L’Afrique a fait des progrès impressionnants en matière d’identification numérique, avec des programmes nationaux ambitieux comme le NIN nigérian (plus de 100 millions d’enregistrements) ou la BVN pour les comptes bancaires (60 millions de personnes). Pourtant, malgré ces chiffres encourageants, le véritable défi reste entier : la confiance entre les systèmes.

Le paradoxe des identités fragmentées

Chaque institution africaine gère ses propres données d’identité, créant des silos inefficaces. Une personne peut être parfaitement identifiée par sa banque mais devoir tout recommencer pour ouvrir un compte d’électricité. Cette duplication coûte cher : jusqu’à 25 dollars par client pour les procédures KYC dans les marchés émergents, selon la Banque mondiale. Le résultat ? Des retards, des abandons de processus et une exclusion persistante.

Quand l’identité ne suffit pas

Le problème n’est pas technique mais relationnel. En Estonie, où 99% des services publics sont accessibles numériquement grâce à une infrastructure de confiance, l’identité fonctionne parce qu’elle est acceptée partout. L’Afrique a choisi un autre chemin : des identités multiples qui ne communiquent pas.

Les conséquences économiques

Cette fragmentation coûte cher à l’économie. McKinsey estime que des systèmes d’identification efficaces pourraient ajouter 3 à 13% du PIB dans les économies émergentes d’ici 2030. Pourtant, malgré ces perspectives, plus de 350 millions d’adultes en Afrique subsaharienne restent sans compte bancaire - non par manque d’identité, mais parce que leur identité n’est pas reconnue ailleurs.

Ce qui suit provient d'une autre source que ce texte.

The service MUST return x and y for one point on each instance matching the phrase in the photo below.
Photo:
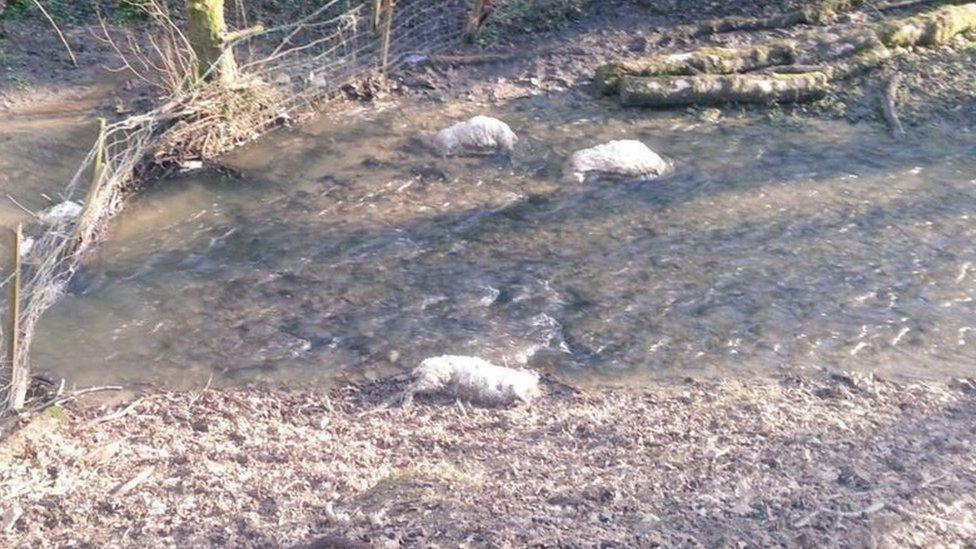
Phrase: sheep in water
(473, 380)
(481, 135)
(626, 159)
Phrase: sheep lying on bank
(618, 160)
(473, 380)
(64, 212)
(481, 135)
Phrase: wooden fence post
(388, 6)
(19, 377)
(98, 167)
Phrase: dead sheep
(65, 212)
(472, 380)
(481, 135)
(617, 160)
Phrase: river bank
(822, 461)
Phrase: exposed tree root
(929, 29)
(666, 91)
(888, 108)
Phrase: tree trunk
(670, 91)
(207, 33)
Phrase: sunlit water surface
(345, 252)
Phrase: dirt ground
(835, 461)
(939, 85)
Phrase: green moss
(929, 29)
(55, 412)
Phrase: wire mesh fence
(302, 63)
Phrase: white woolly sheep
(64, 212)
(481, 135)
(626, 159)
(473, 380)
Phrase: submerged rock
(626, 159)
(65, 212)
(481, 135)
(474, 380)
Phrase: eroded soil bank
(833, 461)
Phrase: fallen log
(702, 61)
(819, 14)
(861, 62)
(933, 28)
(671, 91)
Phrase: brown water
(345, 252)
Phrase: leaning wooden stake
(389, 6)
(18, 370)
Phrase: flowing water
(345, 251)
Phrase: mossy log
(929, 29)
(818, 14)
(861, 61)
(672, 91)
(206, 29)
(701, 61)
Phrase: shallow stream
(345, 252)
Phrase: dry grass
(840, 461)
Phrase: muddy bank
(815, 462)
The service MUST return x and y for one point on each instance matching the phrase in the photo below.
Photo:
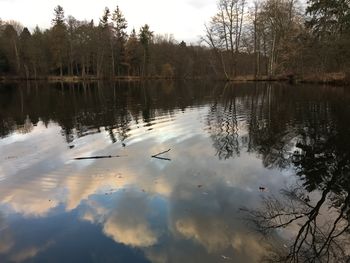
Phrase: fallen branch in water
(99, 157)
(161, 158)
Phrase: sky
(183, 18)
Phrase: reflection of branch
(315, 241)
(161, 158)
(99, 157)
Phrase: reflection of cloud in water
(28, 253)
(128, 224)
(6, 239)
(205, 218)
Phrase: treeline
(81, 48)
(267, 39)
(281, 36)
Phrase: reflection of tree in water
(87, 108)
(322, 161)
(223, 126)
(262, 113)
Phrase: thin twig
(161, 158)
(161, 153)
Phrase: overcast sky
(183, 18)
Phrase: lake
(174, 172)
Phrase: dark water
(255, 172)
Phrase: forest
(268, 39)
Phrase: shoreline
(338, 79)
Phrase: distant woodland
(267, 38)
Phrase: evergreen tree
(145, 37)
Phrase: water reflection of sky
(134, 208)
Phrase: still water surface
(252, 169)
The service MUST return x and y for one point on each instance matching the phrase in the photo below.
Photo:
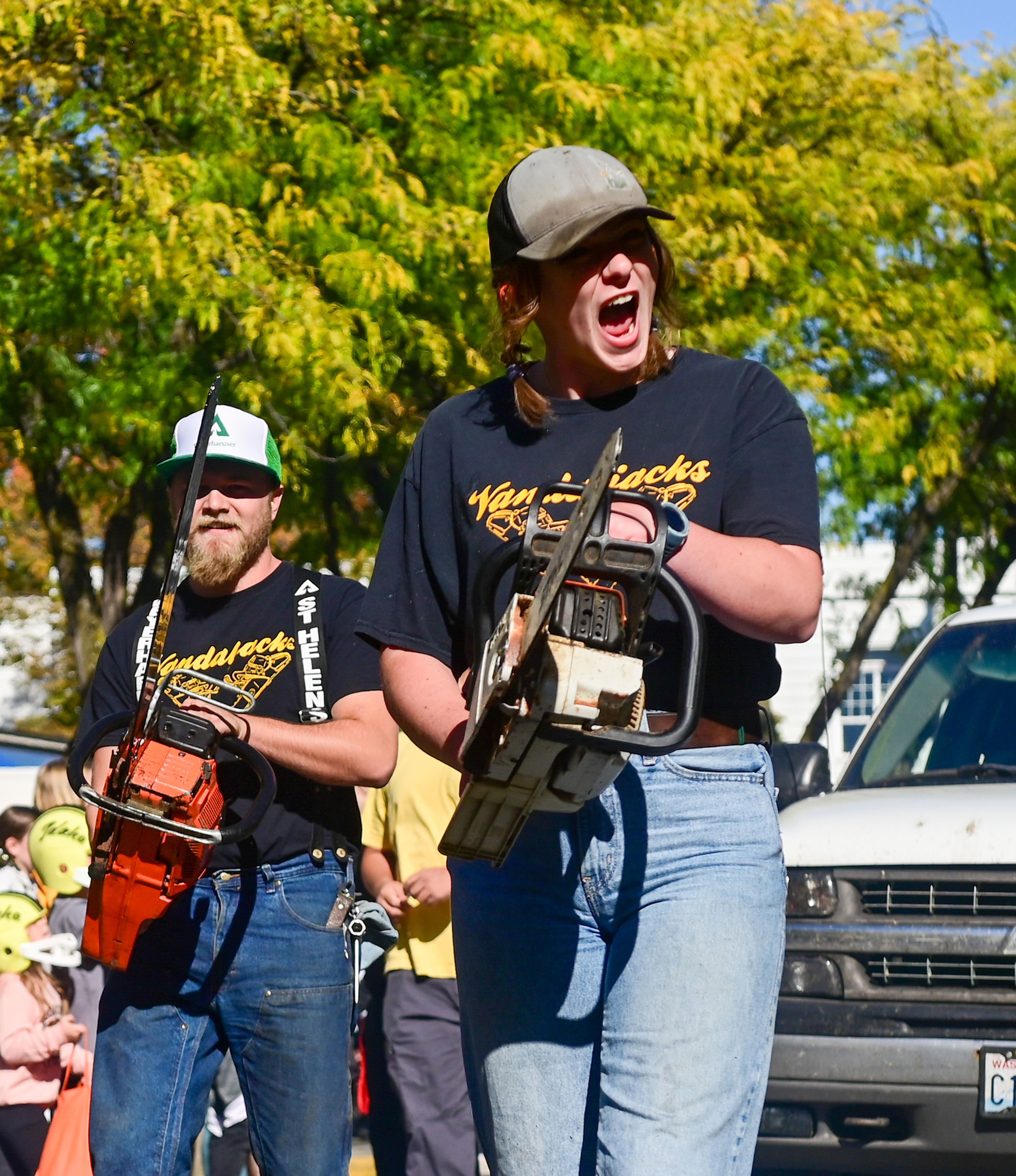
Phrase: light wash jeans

Vers une infrastructure de confiance

La solution ne réside pas dans de nouvelles bases de données, mais dans des cadres de confiance interopérables. Des initiatives comme Tulupay explorent cette voie, conçue pour faire voyager les identités entre systèmes. Ce qui manque aujourd’hui, c’est cette couche intermédiaire qui permettrait à la confiance de circuler.

Conclusion

L’Afrique a déjà les données et les systèmes. Ce qui lui manque, c’est le tissu conjonctif numérique qui transformerait ces identités en véritables passeports numériques. Tant que cette infrastructure de confiance n’existera pas, nous continuerons à confondre l’activité avec le progrès.